Semiconductor Engineering sat down with Helena Handschuh, a Rambus fellow; Richard Newell, senior principal product architect at Microsemi, a Microchip Company; and Joseph Kiniry, principal scientist at Galois.
SE: It’s extremely rare that you have industry, academia and government all working on the same technology issues, which is what’s happening with RISC-V. How important is that?
Kiniry: It’s critical that it happens, but it’s also important to recognize those different entities have different value metrics. We’re seeing quite a bit of change, particularly with government funding. We’re seeing more and more teams that are absolutely balanced between commercial firms and academics. We’re also seeing more and more of this worldwide. But the main thing we need to realize is that professors are rewarded and promoted based upon papers and research grants, not shipping products. In a company, that’s different. So as funding opportunities appear, academics and companies need to start shifting priorities. Companies need to take research and turn it into products.
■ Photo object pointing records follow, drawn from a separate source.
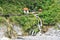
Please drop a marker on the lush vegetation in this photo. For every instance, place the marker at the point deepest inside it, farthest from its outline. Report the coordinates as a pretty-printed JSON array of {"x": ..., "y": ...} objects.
[{"x": 50, "y": 12}]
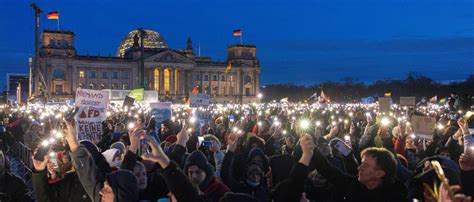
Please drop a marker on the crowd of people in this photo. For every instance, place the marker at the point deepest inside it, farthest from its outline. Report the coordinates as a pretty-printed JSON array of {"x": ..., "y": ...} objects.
[{"x": 252, "y": 152}]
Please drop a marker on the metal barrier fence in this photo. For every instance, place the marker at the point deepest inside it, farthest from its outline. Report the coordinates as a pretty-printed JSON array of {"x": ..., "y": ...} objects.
[{"x": 21, "y": 164}]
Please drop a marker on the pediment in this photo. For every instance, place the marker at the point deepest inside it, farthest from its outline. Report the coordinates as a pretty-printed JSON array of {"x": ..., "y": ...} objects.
[{"x": 168, "y": 56}]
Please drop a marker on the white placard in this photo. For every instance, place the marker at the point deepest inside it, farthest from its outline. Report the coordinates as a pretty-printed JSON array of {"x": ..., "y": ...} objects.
[
  {"x": 92, "y": 108},
  {"x": 199, "y": 100}
]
That’s happening more in the RISC-V community than anywhere else.
Handschuh: We have a great opportunity to bring together industry, academia and government.
Newell: This is happening with security, as well. There are a lot of different approaches with security with RISC-V in general, and the RISC-V Foundation, in particular.
Kiniry: We just completed a program with DARPA. A lot of papers are going to be published, and we’re going to see a real flowering of designs and devices. The next wave of RISC-V devices, which will appear in late 2019 or early 2020, will use one or more approaches that come out of that program.